Так прошла первая ночь плена. В полдень к бараку подъехал на лошади ефрейтор и приказал нам с бойцом идти впереди него. По дороге он взвалил мне на спину какие-то железные коробки...
Мать слушала рассказ Володи и едва сдерживалась, чтобы не расплакаться.
Положение на фронте, о котором рассказывал юноша, политрук знал гораздо лучше. Красноармейцам пришлось отступить, чтобы не попасть в окружение. Рота Сергеева должна была прикрывать отход наших войск с левого фланга. Немцы же рвались к шоссе, чтобы обойти и окружить ее. Войскам удалось отойти почти без потерь, зато рота в жестоком бою полегла почти целиком. Тогда-то и был ранен Сергеев.
— Поздно уже,— сказал политрук.— Вам пора уходить. Но ты, Володя, заглядывай почаще.

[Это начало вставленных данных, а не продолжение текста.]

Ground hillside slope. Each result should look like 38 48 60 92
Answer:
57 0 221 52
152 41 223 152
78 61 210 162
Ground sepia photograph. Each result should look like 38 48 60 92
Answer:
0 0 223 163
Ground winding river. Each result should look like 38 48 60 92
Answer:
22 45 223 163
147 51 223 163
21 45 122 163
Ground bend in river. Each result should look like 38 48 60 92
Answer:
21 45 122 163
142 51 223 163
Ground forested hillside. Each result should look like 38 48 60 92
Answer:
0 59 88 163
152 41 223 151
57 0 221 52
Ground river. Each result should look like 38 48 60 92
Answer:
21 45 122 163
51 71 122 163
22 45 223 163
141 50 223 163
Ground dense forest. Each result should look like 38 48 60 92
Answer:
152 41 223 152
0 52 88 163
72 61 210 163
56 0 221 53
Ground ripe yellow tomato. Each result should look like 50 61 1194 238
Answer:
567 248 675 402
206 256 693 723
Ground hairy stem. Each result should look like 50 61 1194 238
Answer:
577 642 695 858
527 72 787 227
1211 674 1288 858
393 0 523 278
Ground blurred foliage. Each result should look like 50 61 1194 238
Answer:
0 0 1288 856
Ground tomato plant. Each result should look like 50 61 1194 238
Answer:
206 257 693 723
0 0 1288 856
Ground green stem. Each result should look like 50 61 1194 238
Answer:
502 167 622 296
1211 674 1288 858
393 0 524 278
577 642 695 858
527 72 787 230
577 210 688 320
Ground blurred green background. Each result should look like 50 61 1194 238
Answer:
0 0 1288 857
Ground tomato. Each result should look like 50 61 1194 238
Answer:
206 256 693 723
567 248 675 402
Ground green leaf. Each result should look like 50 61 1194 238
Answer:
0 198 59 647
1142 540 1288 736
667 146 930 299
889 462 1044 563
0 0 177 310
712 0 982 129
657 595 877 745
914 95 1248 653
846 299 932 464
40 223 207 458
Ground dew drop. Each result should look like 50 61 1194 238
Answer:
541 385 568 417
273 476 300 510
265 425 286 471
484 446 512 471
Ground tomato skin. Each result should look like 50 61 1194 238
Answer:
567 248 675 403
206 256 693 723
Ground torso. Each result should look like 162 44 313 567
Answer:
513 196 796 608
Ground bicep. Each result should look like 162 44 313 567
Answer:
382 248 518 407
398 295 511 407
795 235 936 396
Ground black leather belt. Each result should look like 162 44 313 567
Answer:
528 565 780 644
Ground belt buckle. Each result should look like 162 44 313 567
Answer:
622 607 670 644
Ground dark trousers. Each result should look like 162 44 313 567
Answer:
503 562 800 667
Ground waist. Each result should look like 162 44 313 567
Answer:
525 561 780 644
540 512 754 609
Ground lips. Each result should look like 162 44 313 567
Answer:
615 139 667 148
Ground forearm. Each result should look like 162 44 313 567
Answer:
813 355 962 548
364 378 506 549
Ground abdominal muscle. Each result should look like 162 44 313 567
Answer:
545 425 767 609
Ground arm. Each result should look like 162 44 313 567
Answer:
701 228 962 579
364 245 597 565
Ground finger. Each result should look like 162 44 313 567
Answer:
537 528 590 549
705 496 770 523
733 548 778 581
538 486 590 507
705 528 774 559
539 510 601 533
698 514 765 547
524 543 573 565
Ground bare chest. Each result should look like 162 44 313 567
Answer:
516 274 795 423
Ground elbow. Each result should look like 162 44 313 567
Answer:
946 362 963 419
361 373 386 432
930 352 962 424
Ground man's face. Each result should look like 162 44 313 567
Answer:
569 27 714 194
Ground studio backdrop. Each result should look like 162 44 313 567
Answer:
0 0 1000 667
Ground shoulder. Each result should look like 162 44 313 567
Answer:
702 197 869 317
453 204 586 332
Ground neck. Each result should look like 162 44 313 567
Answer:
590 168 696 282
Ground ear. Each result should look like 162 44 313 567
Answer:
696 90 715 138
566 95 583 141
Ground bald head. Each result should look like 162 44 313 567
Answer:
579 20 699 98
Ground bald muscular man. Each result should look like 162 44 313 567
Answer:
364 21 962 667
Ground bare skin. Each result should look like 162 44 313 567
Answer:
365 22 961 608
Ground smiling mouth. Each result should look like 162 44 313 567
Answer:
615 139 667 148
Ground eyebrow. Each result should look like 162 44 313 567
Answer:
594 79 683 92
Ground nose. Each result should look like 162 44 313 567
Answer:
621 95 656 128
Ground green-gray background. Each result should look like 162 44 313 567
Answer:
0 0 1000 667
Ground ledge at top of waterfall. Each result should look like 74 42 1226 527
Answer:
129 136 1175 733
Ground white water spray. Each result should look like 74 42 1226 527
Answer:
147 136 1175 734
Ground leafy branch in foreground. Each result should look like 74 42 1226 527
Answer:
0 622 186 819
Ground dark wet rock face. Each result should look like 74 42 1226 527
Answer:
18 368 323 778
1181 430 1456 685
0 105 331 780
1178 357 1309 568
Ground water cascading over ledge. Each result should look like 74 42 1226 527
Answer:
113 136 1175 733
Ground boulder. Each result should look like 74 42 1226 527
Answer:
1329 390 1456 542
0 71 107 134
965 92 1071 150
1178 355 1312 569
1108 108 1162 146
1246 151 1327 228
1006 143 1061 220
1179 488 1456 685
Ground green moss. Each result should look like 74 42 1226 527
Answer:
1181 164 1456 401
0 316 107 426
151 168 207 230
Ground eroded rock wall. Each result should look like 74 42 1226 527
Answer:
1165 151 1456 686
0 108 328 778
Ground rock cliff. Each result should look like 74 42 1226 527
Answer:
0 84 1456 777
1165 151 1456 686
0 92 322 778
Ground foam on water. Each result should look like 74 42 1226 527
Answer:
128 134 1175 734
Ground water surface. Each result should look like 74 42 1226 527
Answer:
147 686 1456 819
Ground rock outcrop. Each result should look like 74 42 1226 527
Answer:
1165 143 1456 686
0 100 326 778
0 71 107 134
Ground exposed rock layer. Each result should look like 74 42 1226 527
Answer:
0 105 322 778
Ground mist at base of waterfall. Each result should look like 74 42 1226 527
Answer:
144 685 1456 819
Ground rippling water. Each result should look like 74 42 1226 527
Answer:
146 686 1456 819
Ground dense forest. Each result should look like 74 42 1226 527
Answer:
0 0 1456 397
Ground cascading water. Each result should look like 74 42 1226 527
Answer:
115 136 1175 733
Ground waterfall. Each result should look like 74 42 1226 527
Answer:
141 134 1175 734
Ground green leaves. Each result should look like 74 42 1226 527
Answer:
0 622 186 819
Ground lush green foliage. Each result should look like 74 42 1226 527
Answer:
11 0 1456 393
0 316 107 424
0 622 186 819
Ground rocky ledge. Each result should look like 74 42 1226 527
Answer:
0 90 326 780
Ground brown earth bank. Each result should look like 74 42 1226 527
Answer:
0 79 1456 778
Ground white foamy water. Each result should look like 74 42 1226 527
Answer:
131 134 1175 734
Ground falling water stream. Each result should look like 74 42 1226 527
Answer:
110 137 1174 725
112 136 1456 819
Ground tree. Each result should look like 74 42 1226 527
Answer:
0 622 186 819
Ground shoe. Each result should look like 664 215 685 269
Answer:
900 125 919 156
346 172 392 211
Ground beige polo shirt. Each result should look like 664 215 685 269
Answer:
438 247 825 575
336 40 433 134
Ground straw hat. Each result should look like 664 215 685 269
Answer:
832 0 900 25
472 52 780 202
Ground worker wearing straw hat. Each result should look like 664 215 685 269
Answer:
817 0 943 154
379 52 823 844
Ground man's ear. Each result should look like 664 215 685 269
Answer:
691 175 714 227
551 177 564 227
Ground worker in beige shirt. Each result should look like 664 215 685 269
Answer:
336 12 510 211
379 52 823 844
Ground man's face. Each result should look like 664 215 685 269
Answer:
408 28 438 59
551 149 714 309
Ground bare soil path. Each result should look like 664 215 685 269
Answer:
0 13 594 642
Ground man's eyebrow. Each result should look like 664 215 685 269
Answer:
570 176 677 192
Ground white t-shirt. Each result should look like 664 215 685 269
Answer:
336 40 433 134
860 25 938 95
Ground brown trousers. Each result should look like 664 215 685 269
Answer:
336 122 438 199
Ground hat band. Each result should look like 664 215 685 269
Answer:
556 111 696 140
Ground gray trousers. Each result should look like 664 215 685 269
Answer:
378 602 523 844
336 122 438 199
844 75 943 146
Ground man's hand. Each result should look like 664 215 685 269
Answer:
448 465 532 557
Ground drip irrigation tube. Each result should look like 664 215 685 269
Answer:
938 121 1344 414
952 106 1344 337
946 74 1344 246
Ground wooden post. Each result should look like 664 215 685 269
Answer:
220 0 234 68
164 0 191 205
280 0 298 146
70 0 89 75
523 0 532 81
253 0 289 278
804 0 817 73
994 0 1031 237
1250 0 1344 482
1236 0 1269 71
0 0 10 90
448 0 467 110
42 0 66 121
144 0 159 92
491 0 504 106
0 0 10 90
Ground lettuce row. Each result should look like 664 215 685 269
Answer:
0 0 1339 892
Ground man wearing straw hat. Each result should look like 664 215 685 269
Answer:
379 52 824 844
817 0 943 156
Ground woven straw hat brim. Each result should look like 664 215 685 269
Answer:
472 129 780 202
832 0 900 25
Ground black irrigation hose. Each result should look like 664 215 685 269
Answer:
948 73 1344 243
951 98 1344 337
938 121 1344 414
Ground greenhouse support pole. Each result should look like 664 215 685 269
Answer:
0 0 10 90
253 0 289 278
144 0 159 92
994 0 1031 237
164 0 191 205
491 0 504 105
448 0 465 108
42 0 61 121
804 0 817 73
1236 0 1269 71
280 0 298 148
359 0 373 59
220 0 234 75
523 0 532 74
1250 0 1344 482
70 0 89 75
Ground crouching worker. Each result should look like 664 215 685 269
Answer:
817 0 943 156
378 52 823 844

Старый Шайдоб был заядлым приверженцем «нового порядка». Он ходил по полю, отмечал участки, принадлежавшие ему до коллективизации, наконец вкопал столбики на межах и начал жатву. Глядя на него, отмерили свои участки еще двое хозяев, но взяли они полоски поменьше прежних. «Что же это будет, ведь без хлеба останемся,— тревожились женщины.— Надо разделить все поле на равные полоски и начинать жать». Но тут в деревню наведался бургомистр волости Бодягин — средних лет мужчина, широкоплечий, с угрюмым взглядом маленьких глаз. Он приказал созвать сход.